Electric Cars
August 08, 08 by roSolar cars are stupid -
The concept is flawed. What is the point of using the roof of your car to generate electricity, when you can easily place 10 times as many panels on the roof of your house and access the power through infrastructure known as “the power grid”. For all that extra cost and technology you add a mere 5 km to distance travelled. This is given the fact you dont park your car in the shade.
Hydrogen cars are a distraction -
Even through using hydrogen to generate electricity has been perfected these days, the real “greeness” of this has to be questioned. How much energy does it take to produce hydrogen?
The general public have to be aware that this hydrogen technology still ties consumers to the bowser. It is simply getting you to switch from one addictive substance, to another (more dangerous) one.
The complexity and cost of hydrogen cars is enourmous. Even if prices were to decrease in the next 20 or so years, consumers would be paying through the nose to maintain these cars. Not many mechanics would know how to deal with a hydrogen engine I’m betting.

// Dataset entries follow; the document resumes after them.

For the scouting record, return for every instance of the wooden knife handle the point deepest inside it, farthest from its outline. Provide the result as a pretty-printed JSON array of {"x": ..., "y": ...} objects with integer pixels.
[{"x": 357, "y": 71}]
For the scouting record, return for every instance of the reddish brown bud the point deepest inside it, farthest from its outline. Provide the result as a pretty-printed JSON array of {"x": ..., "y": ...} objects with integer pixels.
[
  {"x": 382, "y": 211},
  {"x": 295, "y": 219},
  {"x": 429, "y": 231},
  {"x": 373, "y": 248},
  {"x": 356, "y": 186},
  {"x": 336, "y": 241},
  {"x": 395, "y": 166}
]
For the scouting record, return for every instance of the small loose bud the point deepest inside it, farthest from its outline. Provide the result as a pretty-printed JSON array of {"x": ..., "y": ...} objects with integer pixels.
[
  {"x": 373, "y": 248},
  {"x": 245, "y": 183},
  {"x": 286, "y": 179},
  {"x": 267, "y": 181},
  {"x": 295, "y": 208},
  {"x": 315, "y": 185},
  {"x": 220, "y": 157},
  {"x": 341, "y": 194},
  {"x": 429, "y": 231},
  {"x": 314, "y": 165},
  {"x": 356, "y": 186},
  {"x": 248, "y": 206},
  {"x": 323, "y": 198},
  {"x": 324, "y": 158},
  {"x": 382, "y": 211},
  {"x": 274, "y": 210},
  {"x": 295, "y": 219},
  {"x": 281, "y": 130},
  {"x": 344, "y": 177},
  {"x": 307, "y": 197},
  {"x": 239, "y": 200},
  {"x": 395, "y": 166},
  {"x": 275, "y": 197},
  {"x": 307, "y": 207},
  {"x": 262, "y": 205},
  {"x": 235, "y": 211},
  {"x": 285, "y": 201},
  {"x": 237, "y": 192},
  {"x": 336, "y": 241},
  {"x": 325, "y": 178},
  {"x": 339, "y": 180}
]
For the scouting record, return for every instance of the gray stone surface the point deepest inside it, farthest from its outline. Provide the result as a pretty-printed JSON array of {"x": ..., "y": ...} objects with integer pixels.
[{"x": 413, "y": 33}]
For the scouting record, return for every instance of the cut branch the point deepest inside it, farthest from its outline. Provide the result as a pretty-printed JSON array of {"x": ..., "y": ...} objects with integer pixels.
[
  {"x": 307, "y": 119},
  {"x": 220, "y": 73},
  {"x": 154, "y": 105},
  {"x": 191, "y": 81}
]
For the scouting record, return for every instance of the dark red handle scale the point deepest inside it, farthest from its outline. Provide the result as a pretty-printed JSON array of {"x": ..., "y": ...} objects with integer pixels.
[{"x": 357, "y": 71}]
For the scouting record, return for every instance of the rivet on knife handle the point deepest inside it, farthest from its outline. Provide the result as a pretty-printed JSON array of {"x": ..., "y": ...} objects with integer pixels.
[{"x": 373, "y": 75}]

You essentially have the same problem with Biodesiel - Burning anything is bad, regardless of the emissions we’re just not awesome enough as a species to capture the energy release of an explosion efficiently yet.

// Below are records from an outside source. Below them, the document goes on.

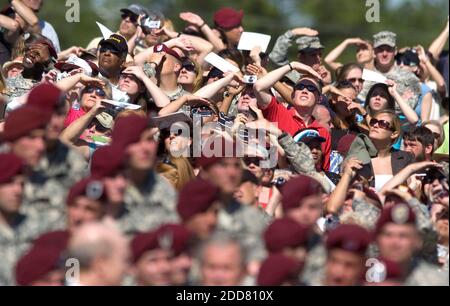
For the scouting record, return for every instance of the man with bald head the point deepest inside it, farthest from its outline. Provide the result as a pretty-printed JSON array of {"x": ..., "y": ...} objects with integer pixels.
[{"x": 102, "y": 253}]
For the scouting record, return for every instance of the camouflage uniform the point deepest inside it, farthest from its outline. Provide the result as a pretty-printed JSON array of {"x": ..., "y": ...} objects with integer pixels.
[
  {"x": 46, "y": 188},
  {"x": 314, "y": 268},
  {"x": 425, "y": 274},
  {"x": 408, "y": 84},
  {"x": 279, "y": 54},
  {"x": 148, "y": 207},
  {"x": 298, "y": 155},
  {"x": 15, "y": 241},
  {"x": 247, "y": 224},
  {"x": 17, "y": 87}
]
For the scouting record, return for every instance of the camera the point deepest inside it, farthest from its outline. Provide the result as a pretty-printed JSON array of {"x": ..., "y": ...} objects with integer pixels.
[{"x": 250, "y": 79}]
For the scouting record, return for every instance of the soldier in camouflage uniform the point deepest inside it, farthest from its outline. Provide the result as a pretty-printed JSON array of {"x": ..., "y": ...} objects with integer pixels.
[
  {"x": 17, "y": 228},
  {"x": 60, "y": 167},
  {"x": 401, "y": 218},
  {"x": 40, "y": 55},
  {"x": 385, "y": 45},
  {"x": 244, "y": 222},
  {"x": 309, "y": 50},
  {"x": 149, "y": 200}
]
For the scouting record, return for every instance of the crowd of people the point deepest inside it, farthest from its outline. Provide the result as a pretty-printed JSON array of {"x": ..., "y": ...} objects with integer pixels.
[{"x": 135, "y": 161}]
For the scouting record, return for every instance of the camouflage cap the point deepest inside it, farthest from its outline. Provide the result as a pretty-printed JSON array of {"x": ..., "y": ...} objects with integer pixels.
[
  {"x": 309, "y": 43},
  {"x": 105, "y": 119},
  {"x": 385, "y": 38}
]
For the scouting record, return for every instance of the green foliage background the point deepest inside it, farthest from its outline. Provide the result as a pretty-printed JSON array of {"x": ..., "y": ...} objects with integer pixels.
[{"x": 415, "y": 21}]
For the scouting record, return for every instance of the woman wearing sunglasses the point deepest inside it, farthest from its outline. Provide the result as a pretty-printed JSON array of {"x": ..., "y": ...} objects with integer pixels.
[
  {"x": 386, "y": 97},
  {"x": 91, "y": 130},
  {"x": 381, "y": 160},
  {"x": 191, "y": 75},
  {"x": 140, "y": 88}
]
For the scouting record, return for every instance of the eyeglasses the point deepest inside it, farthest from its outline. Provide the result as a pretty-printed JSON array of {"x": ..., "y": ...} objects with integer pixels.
[
  {"x": 112, "y": 50},
  {"x": 189, "y": 67},
  {"x": 436, "y": 136},
  {"x": 98, "y": 127},
  {"x": 98, "y": 91},
  {"x": 133, "y": 18},
  {"x": 385, "y": 125},
  {"x": 309, "y": 88},
  {"x": 354, "y": 80},
  {"x": 132, "y": 77},
  {"x": 252, "y": 160}
]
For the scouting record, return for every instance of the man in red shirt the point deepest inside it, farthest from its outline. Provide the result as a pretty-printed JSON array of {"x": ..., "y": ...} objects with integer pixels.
[{"x": 305, "y": 97}]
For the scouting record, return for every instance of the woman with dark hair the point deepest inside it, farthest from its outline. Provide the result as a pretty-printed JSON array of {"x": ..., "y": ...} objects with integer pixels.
[
  {"x": 386, "y": 97},
  {"x": 352, "y": 73},
  {"x": 380, "y": 161},
  {"x": 191, "y": 75},
  {"x": 140, "y": 88},
  {"x": 346, "y": 108}
]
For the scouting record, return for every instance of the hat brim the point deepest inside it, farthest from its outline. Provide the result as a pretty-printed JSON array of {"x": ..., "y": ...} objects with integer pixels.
[
  {"x": 384, "y": 44},
  {"x": 126, "y": 10}
]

No, the real solution is electric engines, electric drive. I’ll accept that we need hybrids, at least temporarily to get people to adapt to this change. In the long run I see battery technology improving at an alarming rate - so much so that we wont need to rely on petrol based engines for range.

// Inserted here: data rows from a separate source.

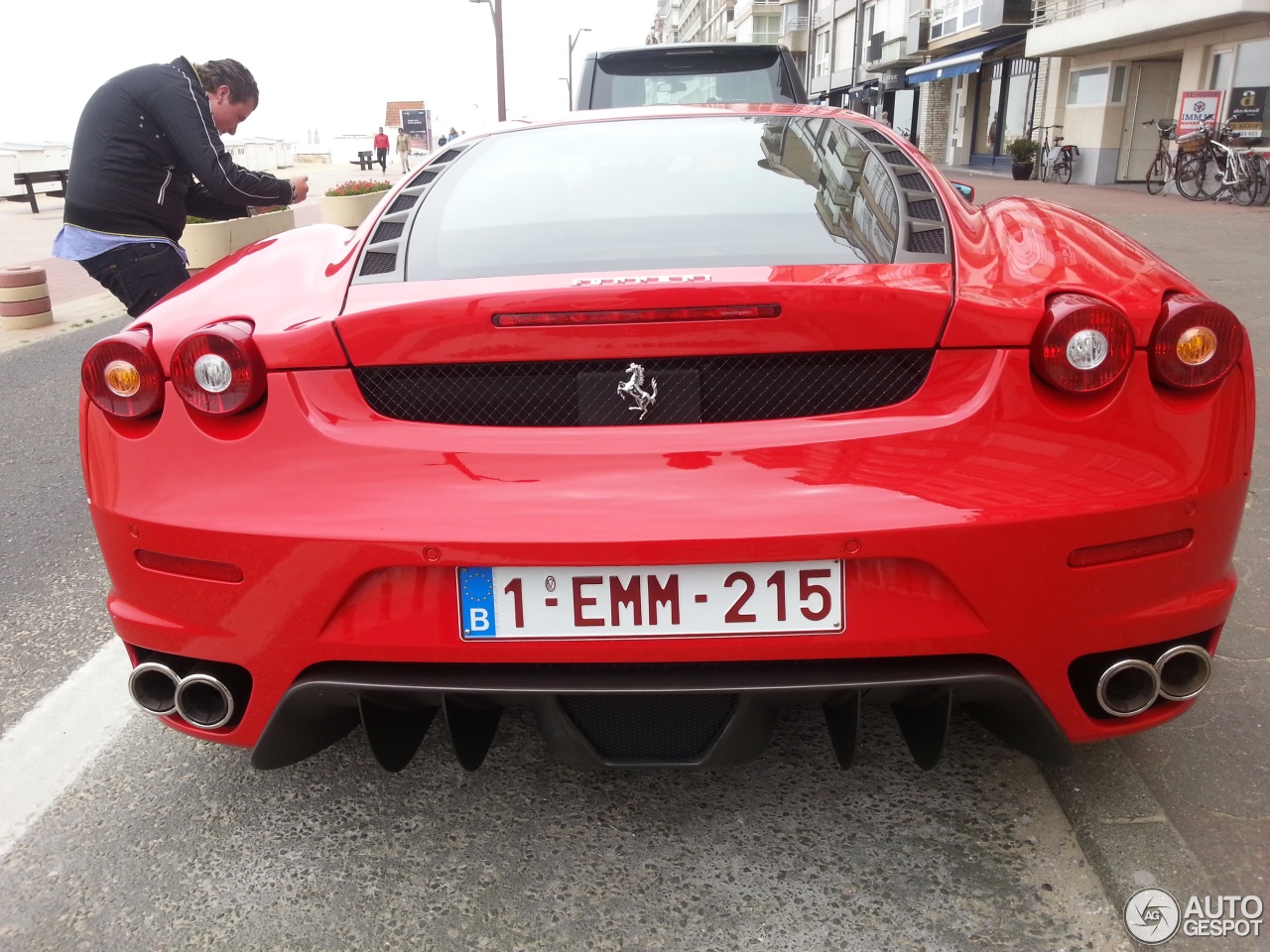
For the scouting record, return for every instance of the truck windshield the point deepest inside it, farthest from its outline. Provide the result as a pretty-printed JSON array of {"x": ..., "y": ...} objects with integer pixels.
[{"x": 690, "y": 77}]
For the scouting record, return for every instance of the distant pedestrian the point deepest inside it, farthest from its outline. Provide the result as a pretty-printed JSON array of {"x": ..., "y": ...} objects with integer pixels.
[
  {"x": 148, "y": 153},
  {"x": 381, "y": 150},
  {"x": 404, "y": 150}
]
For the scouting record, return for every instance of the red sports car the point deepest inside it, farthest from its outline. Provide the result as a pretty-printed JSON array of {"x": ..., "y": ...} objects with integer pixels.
[{"x": 657, "y": 421}]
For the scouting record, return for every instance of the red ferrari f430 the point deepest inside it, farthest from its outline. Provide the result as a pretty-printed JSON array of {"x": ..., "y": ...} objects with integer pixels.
[{"x": 657, "y": 421}]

Even with todays technology we can design cars that reach 180km/h and have a working range of 250 miles. Which is more than enough for 99% of people - those who primarily use their cars to commute from home to work to the pub and back home (yes you).
Electric cars have none of the losses experienced in modern combustion engine (little heat, virtually no noise) - resulting in high efficiencies 88 - 95% vs the 30% of the most efficient combustion engines.
Check out my thesis project: www.therevproject.com.
Poojie Says: 08.08.08 at 9:48 pm
I agree with you - solar panels should be placed on house roofs. That way the house hold is solar powered too.
My only question (due to lack of knowledge in the field of solar technology) is what the green solution to international travel and large scale industry is. The mining industry, for instance, requires large, energy guzzling vehicles to run for long periods of time - in remote locations. Perhaps panels on these behemoths would be more appropriate?
ro Says: 08.08.08 at 9:57 pm
There are a number of questions being asked. I can’t claim to know what a “green” solution is - I dont think anyone can until someone does a decent (and detailed) cost of life analysis of the production of such things.
While efficient, environmentally sustainable international transport doesnt seem visible in the near future, we attempt one hurdle at a time.
Of-course, solar panels on bigger and bigger moving objects is not the answer - it would take a LONG time for a dump truck to recharge from the sun. The same argument applies really. Why not position the panels somewhere where there is sun and charge the trucks from batteries?
The specific implementation would dictate the source of power, but in the long term everything will be electric.